De 2013 a 2019 a situação estava tranquila, não fui acometido por nenhuma grande crise, continuava tomando o Carbolítio e a Venlafaxina. Porém, no final de 2019 ocorreu outra grande crise, consultei-me com uma psiquiatra, meu psiquiatra original não estava atendendo, havia se aposentado. A Médica, vendo que a Venlafaxina não estava dando conta do recado, mudou esse medicamento por Rexulti, elaborando um mapa de transição, onde eu ia aos poucos migrando da Venlafaxina para este ultimo medicamento. Em pouco tempo a crise foi extinta.
Até aqui, parece, do ponto de vista do doente, que existe um ciclo de eclosão das grandes crises de depressão, pelo menos em mim. Essas crises têm sido tratadas com a combinação do Carbolítio e um novo medicamento
II
Nenhuma doença presta, nenhuma é boazinha, mas, a depressão tem características peculiares que dificultam muito a vida do doente.
A primeira grande propriedade da doença, uma vez que age na mente, no cérebro, é distorcer a realidade, o deprimido em crise vê o mundo de cabeça para baixo. Isso é muito grave! É como olhar uma imagem e vê-la destorcida, aplicando isso ao relacionamento social, pode-se perceber as possibilidades funestas que causam. Quem poderá dizer quantos crimes foram cometidos sob o império da depressão?
Mas, os estragos dessa doença não transitam apenas pela mente, têm papel determinante no aspecto físico. O deprimido, no auge da crise, pode entrar num estado de prostração, sem ânimo para exercer quaisquer atividades que requeiram dispêndio de energia física. Muitas pessoas passam pela vida atrelados ao estigma de preguiçoso e irresponsável, quando na verdade são doentes da depressão.
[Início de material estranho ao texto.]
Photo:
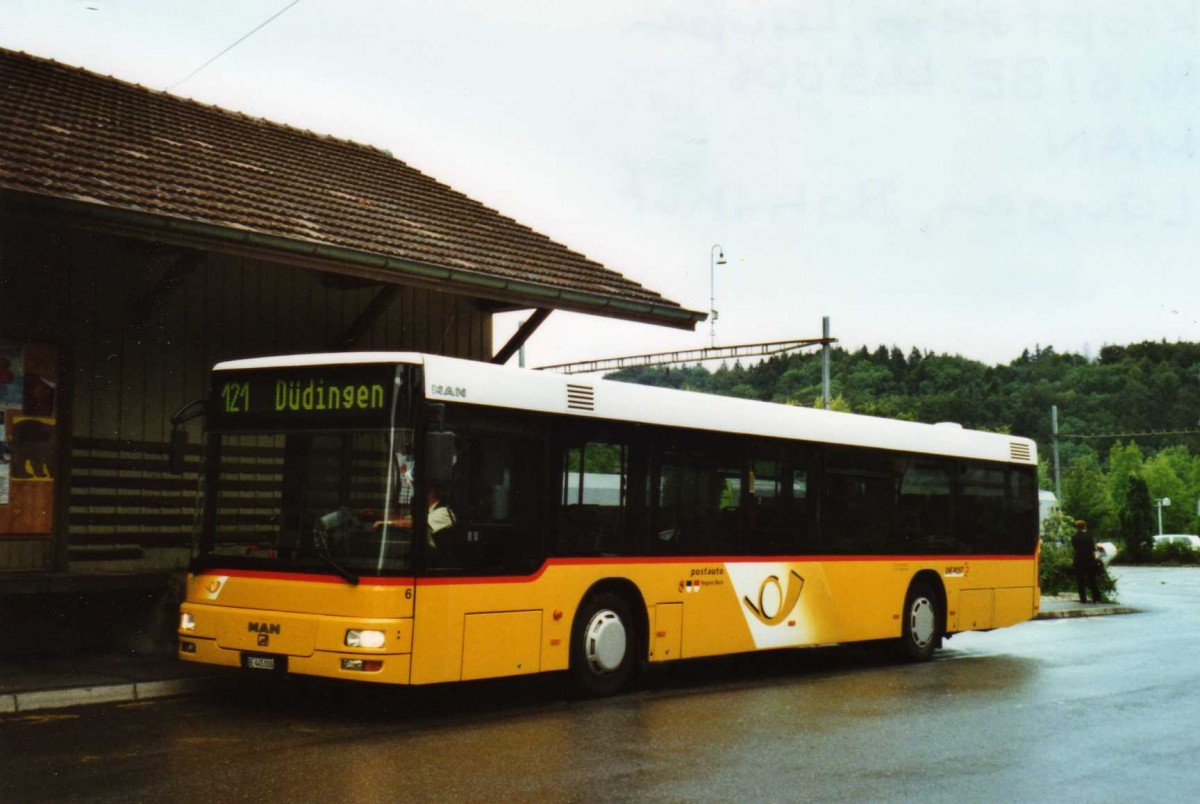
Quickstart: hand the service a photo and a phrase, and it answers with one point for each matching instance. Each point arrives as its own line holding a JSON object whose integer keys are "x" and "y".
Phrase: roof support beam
{"x": 523, "y": 334}
{"x": 370, "y": 315}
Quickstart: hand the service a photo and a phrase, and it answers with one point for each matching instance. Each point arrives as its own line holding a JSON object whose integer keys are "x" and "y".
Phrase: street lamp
{"x": 1161, "y": 504}
{"x": 715, "y": 257}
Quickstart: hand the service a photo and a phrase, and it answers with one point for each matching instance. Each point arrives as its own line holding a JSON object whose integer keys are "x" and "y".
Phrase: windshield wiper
{"x": 322, "y": 544}
{"x": 349, "y": 577}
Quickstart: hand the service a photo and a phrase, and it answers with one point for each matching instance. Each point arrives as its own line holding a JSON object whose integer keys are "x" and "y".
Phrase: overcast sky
{"x": 971, "y": 178}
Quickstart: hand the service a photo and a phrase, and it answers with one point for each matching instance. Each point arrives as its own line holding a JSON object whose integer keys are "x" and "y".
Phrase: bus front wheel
{"x": 603, "y": 645}
{"x": 922, "y": 631}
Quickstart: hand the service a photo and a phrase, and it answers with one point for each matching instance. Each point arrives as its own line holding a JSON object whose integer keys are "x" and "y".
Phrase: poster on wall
{"x": 12, "y": 376}
{"x": 29, "y": 437}
{"x": 5, "y": 457}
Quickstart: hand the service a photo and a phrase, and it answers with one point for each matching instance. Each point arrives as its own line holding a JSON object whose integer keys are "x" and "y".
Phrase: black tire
{"x": 921, "y": 634}
{"x": 604, "y": 645}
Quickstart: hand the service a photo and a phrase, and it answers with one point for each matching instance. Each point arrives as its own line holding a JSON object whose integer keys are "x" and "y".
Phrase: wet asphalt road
{"x": 1091, "y": 709}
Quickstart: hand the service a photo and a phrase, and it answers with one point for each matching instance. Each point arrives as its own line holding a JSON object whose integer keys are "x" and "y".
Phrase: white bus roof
{"x": 471, "y": 382}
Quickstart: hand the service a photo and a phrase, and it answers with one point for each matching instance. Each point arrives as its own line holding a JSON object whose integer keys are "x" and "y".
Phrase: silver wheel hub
{"x": 922, "y": 622}
{"x": 604, "y": 641}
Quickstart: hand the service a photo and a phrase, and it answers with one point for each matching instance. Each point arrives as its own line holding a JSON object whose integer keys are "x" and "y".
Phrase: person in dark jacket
{"x": 1086, "y": 571}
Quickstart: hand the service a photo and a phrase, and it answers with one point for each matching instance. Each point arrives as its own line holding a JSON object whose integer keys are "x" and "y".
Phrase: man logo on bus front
{"x": 774, "y": 601}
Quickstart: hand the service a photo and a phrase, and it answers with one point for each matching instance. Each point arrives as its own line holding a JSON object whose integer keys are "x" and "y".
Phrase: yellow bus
{"x": 411, "y": 519}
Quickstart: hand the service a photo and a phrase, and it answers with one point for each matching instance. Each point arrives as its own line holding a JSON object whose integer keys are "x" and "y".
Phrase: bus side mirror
{"x": 177, "y": 456}
{"x": 439, "y": 451}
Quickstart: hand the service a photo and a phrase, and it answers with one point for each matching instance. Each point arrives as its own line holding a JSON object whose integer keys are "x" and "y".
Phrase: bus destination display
{"x": 315, "y": 396}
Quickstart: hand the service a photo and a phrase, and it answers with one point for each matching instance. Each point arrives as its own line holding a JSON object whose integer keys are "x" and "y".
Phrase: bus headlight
{"x": 364, "y": 639}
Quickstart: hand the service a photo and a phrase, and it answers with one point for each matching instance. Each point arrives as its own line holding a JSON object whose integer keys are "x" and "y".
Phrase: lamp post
{"x": 1161, "y": 504}
{"x": 715, "y": 257}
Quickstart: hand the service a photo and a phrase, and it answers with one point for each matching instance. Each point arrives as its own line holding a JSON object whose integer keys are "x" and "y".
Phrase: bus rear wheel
{"x": 603, "y": 645}
{"x": 922, "y": 631}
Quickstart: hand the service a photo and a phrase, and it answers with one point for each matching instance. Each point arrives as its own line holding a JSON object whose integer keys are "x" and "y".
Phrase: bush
{"x": 1056, "y": 573}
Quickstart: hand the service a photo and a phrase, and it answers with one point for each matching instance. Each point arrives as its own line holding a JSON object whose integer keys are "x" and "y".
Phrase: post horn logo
{"x": 774, "y": 601}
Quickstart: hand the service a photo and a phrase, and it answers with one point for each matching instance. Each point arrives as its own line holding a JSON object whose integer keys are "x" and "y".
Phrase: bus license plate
{"x": 259, "y": 661}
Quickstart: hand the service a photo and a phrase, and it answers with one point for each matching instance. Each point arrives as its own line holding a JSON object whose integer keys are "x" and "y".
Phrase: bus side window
{"x": 858, "y": 490}
{"x": 496, "y": 498}
{"x": 592, "y": 511}
{"x": 700, "y": 498}
{"x": 778, "y": 513}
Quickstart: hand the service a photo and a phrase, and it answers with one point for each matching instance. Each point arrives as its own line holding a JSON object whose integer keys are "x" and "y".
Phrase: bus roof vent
{"x": 581, "y": 397}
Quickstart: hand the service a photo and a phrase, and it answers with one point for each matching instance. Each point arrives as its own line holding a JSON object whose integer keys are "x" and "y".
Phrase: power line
{"x": 684, "y": 357}
{"x": 1149, "y": 432}
{"x": 246, "y": 36}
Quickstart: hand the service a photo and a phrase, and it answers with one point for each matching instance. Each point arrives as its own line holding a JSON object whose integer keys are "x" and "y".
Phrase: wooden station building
{"x": 144, "y": 238}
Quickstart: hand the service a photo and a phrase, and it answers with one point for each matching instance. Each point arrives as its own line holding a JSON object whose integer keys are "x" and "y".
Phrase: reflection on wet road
{"x": 1099, "y": 708}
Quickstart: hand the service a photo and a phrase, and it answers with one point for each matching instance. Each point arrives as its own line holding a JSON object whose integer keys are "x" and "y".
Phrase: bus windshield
{"x": 325, "y": 491}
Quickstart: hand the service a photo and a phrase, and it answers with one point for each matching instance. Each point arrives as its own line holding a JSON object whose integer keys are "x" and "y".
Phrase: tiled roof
{"x": 73, "y": 135}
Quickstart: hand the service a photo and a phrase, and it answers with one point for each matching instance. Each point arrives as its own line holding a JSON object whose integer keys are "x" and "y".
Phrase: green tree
{"x": 1164, "y": 483}
{"x": 1086, "y": 495}
{"x": 1137, "y": 521}
{"x": 1125, "y": 463}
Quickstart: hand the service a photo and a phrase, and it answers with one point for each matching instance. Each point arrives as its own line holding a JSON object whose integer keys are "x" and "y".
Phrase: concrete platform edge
{"x": 126, "y": 693}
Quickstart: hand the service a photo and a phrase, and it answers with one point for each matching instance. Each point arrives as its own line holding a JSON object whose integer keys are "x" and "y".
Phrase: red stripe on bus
{"x": 280, "y": 575}
{"x": 706, "y": 559}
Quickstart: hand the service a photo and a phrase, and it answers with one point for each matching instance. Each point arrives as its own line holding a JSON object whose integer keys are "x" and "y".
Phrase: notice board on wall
{"x": 30, "y": 401}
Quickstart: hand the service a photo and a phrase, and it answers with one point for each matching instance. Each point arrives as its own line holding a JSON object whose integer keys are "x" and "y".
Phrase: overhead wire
{"x": 243, "y": 39}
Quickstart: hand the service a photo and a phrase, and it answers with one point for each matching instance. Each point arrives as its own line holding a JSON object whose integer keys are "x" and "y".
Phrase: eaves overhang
{"x": 339, "y": 259}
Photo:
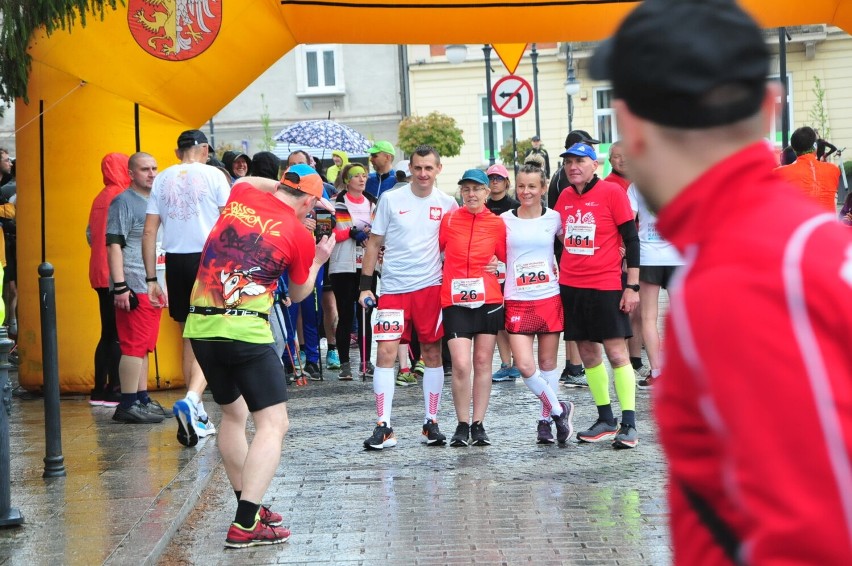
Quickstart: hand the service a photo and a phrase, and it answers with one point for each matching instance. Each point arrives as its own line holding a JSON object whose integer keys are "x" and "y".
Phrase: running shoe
{"x": 627, "y": 437}
{"x": 155, "y": 408}
{"x": 312, "y": 369}
{"x": 135, "y": 414}
{"x": 332, "y": 359}
{"x": 564, "y": 422}
{"x": 405, "y": 379}
{"x": 432, "y": 435}
{"x": 461, "y": 436}
{"x": 599, "y": 431}
{"x": 383, "y": 437}
{"x": 345, "y": 372}
{"x": 259, "y": 534}
{"x": 187, "y": 416}
{"x": 478, "y": 436}
{"x": 574, "y": 379}
{"x": 270, "y": 517}
{"x": 503, "y": 374}
{"x": 642, "y": 372}
{"x": 545, "y": 433}
{"x": 419, "y": 368}
{"x": 204, "y": 427}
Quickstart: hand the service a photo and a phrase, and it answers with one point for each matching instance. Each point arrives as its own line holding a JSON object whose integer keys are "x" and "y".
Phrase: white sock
{"x": 383, "y": 387}
{"x": 433, "y": 384}
{"x": 541, "y": 389}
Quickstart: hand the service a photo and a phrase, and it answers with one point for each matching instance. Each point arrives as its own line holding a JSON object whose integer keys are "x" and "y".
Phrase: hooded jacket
{"x": 333, "y": 171}
{"x": 116, "y": 179}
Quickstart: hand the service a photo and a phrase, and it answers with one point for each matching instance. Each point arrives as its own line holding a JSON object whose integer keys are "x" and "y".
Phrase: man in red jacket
{"x": 758, "y": 449}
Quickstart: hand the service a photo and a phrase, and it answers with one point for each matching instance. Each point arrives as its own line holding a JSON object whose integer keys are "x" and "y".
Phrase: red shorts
{"x": 535, "y": 317}
{"x": 138, "y": 329}
{"x": 421, "y": 311}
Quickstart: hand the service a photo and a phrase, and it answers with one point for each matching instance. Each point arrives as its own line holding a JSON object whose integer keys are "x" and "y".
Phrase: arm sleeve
{"x": 631, "y": 242}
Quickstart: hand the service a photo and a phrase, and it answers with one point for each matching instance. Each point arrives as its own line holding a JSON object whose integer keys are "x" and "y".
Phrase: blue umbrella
{"x": 324, "y": 134}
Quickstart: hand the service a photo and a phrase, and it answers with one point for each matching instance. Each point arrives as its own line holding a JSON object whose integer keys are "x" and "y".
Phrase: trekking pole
{"x": 368, "y": 304}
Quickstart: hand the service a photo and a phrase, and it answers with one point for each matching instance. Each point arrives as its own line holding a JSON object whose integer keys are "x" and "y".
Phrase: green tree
{"x": 819, "y": 112}
{"x": 436, "y": 129}
{"x": 268, "y": 142}
{"x": 18, "y": 21}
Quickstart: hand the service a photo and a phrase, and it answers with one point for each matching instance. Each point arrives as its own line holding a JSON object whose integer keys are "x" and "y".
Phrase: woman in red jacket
{"x": 472, "y": 301}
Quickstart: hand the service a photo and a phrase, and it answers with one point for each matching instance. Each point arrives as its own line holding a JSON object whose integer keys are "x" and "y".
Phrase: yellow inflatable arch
{"x": 135, "y": 80}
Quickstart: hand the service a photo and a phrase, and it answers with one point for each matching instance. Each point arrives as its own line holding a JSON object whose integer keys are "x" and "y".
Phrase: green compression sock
{"x": 625, "y": 387}
{"x": 598, "y": 384}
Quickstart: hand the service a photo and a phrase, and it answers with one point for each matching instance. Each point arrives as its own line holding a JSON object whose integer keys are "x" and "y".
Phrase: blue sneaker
{"x": 332, "y": 360}
{"x": 505, "y": 373}
{"x": 187, "y": 416}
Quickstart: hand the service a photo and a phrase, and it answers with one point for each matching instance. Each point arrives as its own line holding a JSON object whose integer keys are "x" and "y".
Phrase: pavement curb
{"x": 150, "y": 536}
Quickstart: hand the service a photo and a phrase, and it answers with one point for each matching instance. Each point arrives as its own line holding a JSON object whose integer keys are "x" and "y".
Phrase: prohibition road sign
{"x": 511, "y": 96}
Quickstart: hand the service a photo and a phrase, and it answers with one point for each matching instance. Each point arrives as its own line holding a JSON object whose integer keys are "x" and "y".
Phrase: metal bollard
{"x": 9, "y": 516}
{"x": 53, "y": 461}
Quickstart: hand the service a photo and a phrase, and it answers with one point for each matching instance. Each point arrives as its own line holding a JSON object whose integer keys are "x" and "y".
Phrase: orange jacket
{"x": 469, "y": 241}
{"x": 817, "y": 179}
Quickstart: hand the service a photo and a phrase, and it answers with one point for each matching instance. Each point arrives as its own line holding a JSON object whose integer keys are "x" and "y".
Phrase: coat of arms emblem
{"x": 174, "y": 30}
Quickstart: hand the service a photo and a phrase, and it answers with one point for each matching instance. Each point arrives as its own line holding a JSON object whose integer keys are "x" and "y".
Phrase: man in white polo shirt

Essa falta de ânimo, leva a uma outra consequência, quem não tem depressão, ao se deparar com um amigo ou parente deprimido diz: levanta! Se esforça! Deixando claro que entende o outro como um ser fraco, que não luta pela sua recuperação e que por isso continua doente. Interessante, ninguém diz esse tipo de coisa para uma pessoa que está numa cama com a perna quebrada. Assim, concluímos, a depressão é uma doença invisível, só o deprimido e o seu médico enxergam-na.
O somatório de tudo isso: a falta de empatia, o real desânimo, a tristeza profunda, a visão de que seu mundo está de cabeça para baixo. A percepção de que a crise nunca passará, o sofrimento pelo passado, a ausência de perspectiva de futuro, o presente triste e nebuloso, dias longos sem sol, mesmo que o sol esteja brilhando, pode elevar ao suicídio, ato extremo, que perpassa a cabeça de todo deprimido.